Step1: Find initial vertical velocity

The initial velocity $v_0 = 20$ m/s and the launch - angle $\theta=30^{\circ}$. The initial vertical velocity $v_{0y}=v_0\sin\theta=20\times\sin30^{\circ}=10$ m/s, and the initial horizontal velocity $v_{0x}=v_0\cos\theta = 20\times\cos30^{\circ}=10\sqrt{3}$ m/s.

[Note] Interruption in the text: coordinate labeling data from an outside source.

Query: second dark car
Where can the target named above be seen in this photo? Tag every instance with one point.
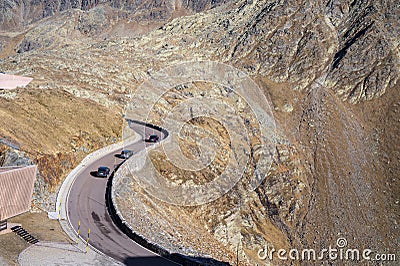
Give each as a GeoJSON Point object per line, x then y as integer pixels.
{"type": "Point", "coordinates": [103, 171]}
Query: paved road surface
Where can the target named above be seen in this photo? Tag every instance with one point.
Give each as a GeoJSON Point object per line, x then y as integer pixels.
{"type": "Point", "coordinates": [86, 202]}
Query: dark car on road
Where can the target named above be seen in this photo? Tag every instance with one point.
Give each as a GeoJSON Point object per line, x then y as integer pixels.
{"type": "Point", "coordinates": [125, 154]}
{"type": "Point", "coordinates": [153, 138]}
{"type": "Point", "coordinates": [103, 171]}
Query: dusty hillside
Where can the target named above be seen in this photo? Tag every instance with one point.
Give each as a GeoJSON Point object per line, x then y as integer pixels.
{"type": "Point", "coordinates": [329, 68]}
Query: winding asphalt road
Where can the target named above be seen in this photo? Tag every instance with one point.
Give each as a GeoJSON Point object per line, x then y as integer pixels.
{"type": "Point", "coordinates": [86, 203]}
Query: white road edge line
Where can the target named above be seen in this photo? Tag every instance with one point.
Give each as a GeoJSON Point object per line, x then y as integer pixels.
{"type": "Point", "coordinates": [67, 184]}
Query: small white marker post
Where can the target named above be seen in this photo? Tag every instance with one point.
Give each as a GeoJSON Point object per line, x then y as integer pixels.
{"type": "Point", "coordinates": [79, 231]}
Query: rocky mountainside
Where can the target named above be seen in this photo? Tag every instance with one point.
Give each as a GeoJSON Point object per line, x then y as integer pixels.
{"type": "Point", "coordinates": [330, 69]}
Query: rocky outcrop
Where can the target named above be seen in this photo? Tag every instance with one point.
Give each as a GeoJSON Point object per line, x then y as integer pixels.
{"type": "Point", "coordinates": [19, 13]}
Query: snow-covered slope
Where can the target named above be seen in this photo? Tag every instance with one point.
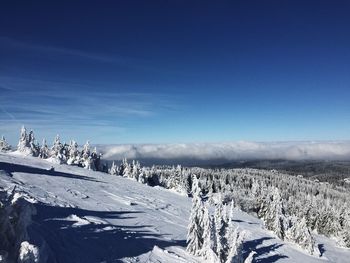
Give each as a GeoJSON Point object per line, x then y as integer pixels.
{"type": "Point", "coordinates": [86, 216]}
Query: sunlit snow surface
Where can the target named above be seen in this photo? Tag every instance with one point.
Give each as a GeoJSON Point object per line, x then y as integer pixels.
{"type": "Point", "coordinates": [87, 216]}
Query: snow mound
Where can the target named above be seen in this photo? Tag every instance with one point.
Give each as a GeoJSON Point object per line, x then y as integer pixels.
{"type": "Point", "coordinates": [28, 253]}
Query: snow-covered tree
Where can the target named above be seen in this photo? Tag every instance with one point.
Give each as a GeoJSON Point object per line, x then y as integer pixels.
{"type": "Point", "coordinates": [208, 250]}
{"type": "Point", "coordinates": [86, 160]}
{"type": "Point", "coordinates": [34, 146]}
{"type": "Point", "coordinates": [113, 170]}
{"type": "Point", "coordinates": [300, 234]}
{"type": "Point", "coordinates": [235, 241]}
{"type": "Point", "coordinates": [23, 144]}
{"type": "Point", "coordinates": [73, 153]}
{"type": "Point", "coordinates": [250, 258]}
{"type": "Point", "coordinates": [221, 224]}
{"type": "Point", "coordinates": [56, 150]}
{"type": "Point", "coordinates": [4, 146]}
{"type": "Point", "coordinates": [274, 218]}
{"type": "Point", "coordinates": [196, 228]}
{"type": "Point", "coordinates": [44, 150]}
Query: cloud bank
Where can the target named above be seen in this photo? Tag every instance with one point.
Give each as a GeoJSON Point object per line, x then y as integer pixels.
{"type": "Point", "coordinates": [242, 150]}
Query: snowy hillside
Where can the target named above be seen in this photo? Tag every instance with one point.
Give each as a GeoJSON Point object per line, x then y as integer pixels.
{"type": "Point", "coordinates": [86, 216]}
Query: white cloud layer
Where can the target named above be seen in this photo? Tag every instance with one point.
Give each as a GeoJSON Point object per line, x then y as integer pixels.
{"type": "Point", "coordinates": [337, 150]}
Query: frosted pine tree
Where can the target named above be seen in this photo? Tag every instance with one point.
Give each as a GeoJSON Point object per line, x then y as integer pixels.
{"type": "Point", "coordinates": [4, 146]}
{"type": "Point", "coordinates": [250, 258]}
{"type": "Point", "coordinates": [113, 170]}
{"type": "Point", "coordinates": [195, 228]}
{"type": "Point", "coordinates": [56, 150]}
{"type": "Point", "coordinates": [221, 224]}
{"type": "Point", "coordinates": [73, 153]}
{"type": "Point", "coordinates": [274, 218]}
{"type": "Point", "coordinates": [300, 234]}
{"type": "Point", "coordinates": [86, 160]}
{"type": "Point", "coordinates": [23, 144]}
{"type": "Point", "coordinates": [125, 169]}
{"type": "Point", "coordinates": [235, 241]}
{"type": "Point", "coordinates": [44, 150]}
{"type": "Point", "coordinates": [34, 147]}
{"type": "Point", "coordinates": [209, 238]}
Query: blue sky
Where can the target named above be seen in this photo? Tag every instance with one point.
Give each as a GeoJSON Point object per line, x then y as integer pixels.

Step2: Time to reach maximum height (a)

At maximum height, the vertical velocity $v_y = 0$. Using the kinematic equation $v_y=v_{0y}-gt$, where $g = 10$ m/s². Solving for $t$ gives $t=\frac{v_{0y}-v_y}{g}=\frac{10 - 0}{10}=1$ s.

Step3: Maximum height (b)

Using the kinematic equation $y - y_0=v_{0y}t-\frac{1}{2}gt^{2}$. At maximum height $t = 1$ s, $y - y_0=10\times1-\frac{1}{2}\times10\times1^{2}=5$ m.

Step4: Time of flight (c)

The time of flight $T$ is twice the time to reach maximum height. So $T = 2t=2$ s.

Step5: x - coordinate at $t = 1.5$ s (d)

Using the equation $x=v_{0x}t$, with $v_{0x}=10\sqrt{3}$ m/s and $t = 1.5$ s. Then $x=10\sqrt{3}\times1.5 = 15\sqrt{3}\approx25.98$ m.

Step6: Vertical velocity at $t = 1.5$ s

Using $v_y=v_{0y}-gt$, with $v_{0y}=10$ m/s, $g = 10$ m/s² and $t = 1.5$ s. So $v_y=10-10\times1.5=- 5$ m/s. The horizontal velocity $v_x=v_{0x}=10\sqrt{3}$ m/s.

Step7: Magnitude of velocity at $t = 1.5$ s (e)

The magnitude of the velocity $v=\sqrt{v_x^{2}+v_y^{2}}=\sqrt{(10\sqrt{3})^{2}+(-5)^{2}}=\sqrt{300 + 25}=\sqrt{325}=5\sqrt{13}\approx18.03$ m/s.

Step8: Direction of velocity at $t = 1.5$ s (f)

The direction $\theta=\tan^{-1}(\frac{v_y}{v_x})=\tan^{-1}(\frac{-5}{10\sqrt{3}})\approx - 14.48^{\circ}$. The negative sign indicates that the angle is below the horizontal.

Step9: Rising or falling at $t = 1.5$ s (g)

Since $v_y=-5$ m/s (negative), the ball is falling at $t = 1.5$ s.

Answer:

a. $1$ s
b. $5$ m
c. $2$ s
d. $15\sqrt{3}\approx25.98$ m
e. $5\sqrt{13}\approx18.03$ m/s
f. $\approx - 14.48^{\circ}$
g. Falling